Land of Love and Drowning: A Novel

Page 25

by Tiphanie Yanique


  Then the limbo scene. Just as it was. All the leading woman thigh and thing showing, which had seem okay when she was just doing the limbo, but ain seem okay now that we seeing it so large up there. But they show it all, right up to her panty and when she wig catch fire on the limbo stick. Then a cut. A cut to the skirt of my dress, the very one I wearing self—waving in some wind. Not a body you know, just a piece of the dress. It make me feel uneasy, like my flapping flame dress was to blame for the hair on fire. Like the movie people was reading my mind. Then there is the whole scene with the woman stamping she wig and acting crazy, with a cut to my red, and then us dancers there gaping and curling into our men not thinking we acting, and then a cut to my dress flying about now in slow motion, a piece of my leg showing, then back to the leading man taking the woman in his arms and then a cut to my dress. And I in the theater wishing it would stop, wishing I hadn’t worn the stupid dress to the opening after all, knowing that the fire is my fault. And then back to the leading couple, though now . . . now they was naked! And all we could see was the man sweaty bumsie moving forward and forward and the woman oily legs coming from either side of him and moving like a broken machine. And flash back to my dress. And then a close-up on their faces all tonguey kissing, and then my dress, and then a solitary breast wobbling vigorous-vigorous—and then the pastor’s wife scream in the theater like she ’bout to dead. And all the people in the theater start to flood out.
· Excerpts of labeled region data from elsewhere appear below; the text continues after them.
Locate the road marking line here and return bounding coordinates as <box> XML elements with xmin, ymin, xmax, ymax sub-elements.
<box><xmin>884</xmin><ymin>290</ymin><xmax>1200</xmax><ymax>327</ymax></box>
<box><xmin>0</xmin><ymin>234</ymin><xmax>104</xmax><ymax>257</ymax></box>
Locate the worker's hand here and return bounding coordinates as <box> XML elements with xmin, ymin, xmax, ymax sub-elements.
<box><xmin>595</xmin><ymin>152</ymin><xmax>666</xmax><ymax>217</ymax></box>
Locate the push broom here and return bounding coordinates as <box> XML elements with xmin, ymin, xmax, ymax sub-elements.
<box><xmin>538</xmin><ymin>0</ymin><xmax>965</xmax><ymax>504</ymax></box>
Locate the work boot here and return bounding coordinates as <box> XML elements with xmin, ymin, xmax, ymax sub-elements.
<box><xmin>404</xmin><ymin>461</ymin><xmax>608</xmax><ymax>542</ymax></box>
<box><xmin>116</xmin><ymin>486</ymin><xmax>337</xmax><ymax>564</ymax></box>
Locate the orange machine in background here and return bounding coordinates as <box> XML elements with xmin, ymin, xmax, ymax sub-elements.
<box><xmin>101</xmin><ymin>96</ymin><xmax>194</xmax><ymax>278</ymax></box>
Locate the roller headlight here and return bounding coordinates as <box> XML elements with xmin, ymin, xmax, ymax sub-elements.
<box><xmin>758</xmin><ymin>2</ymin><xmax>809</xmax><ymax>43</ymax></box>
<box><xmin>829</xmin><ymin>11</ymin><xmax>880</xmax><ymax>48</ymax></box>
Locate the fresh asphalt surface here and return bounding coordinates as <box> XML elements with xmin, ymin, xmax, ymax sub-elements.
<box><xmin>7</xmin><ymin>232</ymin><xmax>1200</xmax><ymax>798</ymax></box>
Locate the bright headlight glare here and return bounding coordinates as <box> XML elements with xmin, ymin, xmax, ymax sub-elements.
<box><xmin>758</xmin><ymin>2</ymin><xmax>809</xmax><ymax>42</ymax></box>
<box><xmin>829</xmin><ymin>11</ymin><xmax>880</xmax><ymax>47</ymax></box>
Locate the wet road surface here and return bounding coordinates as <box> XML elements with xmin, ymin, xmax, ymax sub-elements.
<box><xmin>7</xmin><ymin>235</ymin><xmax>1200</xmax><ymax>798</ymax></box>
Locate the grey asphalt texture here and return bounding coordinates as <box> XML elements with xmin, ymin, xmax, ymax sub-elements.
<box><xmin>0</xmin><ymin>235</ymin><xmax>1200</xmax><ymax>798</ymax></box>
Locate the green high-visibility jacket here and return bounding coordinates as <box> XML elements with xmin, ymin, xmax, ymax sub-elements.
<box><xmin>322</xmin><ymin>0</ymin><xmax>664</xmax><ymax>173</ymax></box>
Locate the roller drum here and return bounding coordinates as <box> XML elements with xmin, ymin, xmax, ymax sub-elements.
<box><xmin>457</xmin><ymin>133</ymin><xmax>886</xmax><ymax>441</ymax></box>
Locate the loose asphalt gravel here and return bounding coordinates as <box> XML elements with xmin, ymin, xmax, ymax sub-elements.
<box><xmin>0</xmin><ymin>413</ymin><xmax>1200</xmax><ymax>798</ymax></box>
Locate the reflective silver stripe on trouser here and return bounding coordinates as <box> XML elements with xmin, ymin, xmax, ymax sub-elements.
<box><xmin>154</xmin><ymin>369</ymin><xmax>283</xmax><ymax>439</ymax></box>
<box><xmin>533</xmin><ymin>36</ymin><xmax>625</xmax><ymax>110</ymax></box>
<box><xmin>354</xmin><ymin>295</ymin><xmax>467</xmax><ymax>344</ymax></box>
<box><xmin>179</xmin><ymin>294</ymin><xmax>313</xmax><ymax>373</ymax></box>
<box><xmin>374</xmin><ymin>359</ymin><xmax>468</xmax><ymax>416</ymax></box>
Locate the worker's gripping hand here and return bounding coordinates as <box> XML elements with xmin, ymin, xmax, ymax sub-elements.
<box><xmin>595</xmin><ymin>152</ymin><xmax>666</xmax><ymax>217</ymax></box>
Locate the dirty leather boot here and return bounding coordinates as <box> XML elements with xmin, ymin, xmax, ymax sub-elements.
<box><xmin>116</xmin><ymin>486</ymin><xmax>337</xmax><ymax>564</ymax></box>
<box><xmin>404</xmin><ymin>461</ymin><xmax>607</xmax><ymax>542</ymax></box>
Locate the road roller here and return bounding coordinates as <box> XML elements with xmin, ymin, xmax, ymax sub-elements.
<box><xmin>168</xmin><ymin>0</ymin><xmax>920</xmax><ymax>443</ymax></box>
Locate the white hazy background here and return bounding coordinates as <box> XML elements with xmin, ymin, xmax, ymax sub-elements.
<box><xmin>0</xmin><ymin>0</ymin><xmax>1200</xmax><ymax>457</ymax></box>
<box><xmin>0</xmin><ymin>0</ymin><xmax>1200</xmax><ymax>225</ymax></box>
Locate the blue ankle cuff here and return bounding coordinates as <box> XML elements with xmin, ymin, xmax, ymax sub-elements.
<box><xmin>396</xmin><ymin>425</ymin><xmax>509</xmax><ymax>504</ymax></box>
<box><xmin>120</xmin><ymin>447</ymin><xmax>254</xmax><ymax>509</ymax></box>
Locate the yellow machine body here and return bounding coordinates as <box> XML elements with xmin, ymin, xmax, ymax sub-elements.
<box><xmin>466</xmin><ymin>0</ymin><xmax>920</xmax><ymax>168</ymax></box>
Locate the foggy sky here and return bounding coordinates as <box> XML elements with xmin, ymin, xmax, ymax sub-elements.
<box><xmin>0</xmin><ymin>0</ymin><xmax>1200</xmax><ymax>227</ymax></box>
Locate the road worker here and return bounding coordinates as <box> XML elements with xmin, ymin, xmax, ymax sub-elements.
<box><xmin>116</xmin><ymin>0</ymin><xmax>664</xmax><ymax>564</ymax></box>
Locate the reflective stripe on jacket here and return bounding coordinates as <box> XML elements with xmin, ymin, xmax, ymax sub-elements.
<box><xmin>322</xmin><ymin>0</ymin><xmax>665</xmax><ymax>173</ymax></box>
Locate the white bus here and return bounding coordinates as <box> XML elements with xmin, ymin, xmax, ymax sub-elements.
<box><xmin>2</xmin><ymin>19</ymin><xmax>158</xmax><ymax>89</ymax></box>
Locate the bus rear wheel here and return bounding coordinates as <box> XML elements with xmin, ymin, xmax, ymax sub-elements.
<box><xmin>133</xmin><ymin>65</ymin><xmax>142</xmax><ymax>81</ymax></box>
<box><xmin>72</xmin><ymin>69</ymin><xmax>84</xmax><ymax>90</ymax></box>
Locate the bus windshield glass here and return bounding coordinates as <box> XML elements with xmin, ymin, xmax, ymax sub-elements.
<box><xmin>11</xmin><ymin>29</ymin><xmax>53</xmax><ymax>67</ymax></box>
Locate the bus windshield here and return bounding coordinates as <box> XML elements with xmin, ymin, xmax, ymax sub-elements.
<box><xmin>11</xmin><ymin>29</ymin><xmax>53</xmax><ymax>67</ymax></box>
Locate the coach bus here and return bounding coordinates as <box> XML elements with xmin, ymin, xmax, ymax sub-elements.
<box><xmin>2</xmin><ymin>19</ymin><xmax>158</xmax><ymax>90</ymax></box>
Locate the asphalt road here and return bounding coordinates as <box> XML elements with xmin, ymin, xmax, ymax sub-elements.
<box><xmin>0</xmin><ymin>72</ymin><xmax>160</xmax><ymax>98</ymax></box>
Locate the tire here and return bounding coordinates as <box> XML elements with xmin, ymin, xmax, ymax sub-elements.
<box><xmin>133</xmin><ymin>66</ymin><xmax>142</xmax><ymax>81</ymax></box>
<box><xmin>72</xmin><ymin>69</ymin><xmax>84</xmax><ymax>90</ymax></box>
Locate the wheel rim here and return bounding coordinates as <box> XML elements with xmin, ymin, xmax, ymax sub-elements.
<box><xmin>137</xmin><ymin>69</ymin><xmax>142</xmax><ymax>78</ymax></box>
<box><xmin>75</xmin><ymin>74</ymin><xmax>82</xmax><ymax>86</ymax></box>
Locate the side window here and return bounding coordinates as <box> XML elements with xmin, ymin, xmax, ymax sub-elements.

  I crying. No tears. Just a sobbing thing, holding my belly and rubbing it. Me saying again and again: “My dress, my dress.” Now on the screen—groans of the two Americans just doing it for real as if we ain watching.

  We spill out into the street but can’t look at each other. This how we get put on the map in America? This me and my husband debut to the island and the nation? Is what they call pornographic. You hearing me.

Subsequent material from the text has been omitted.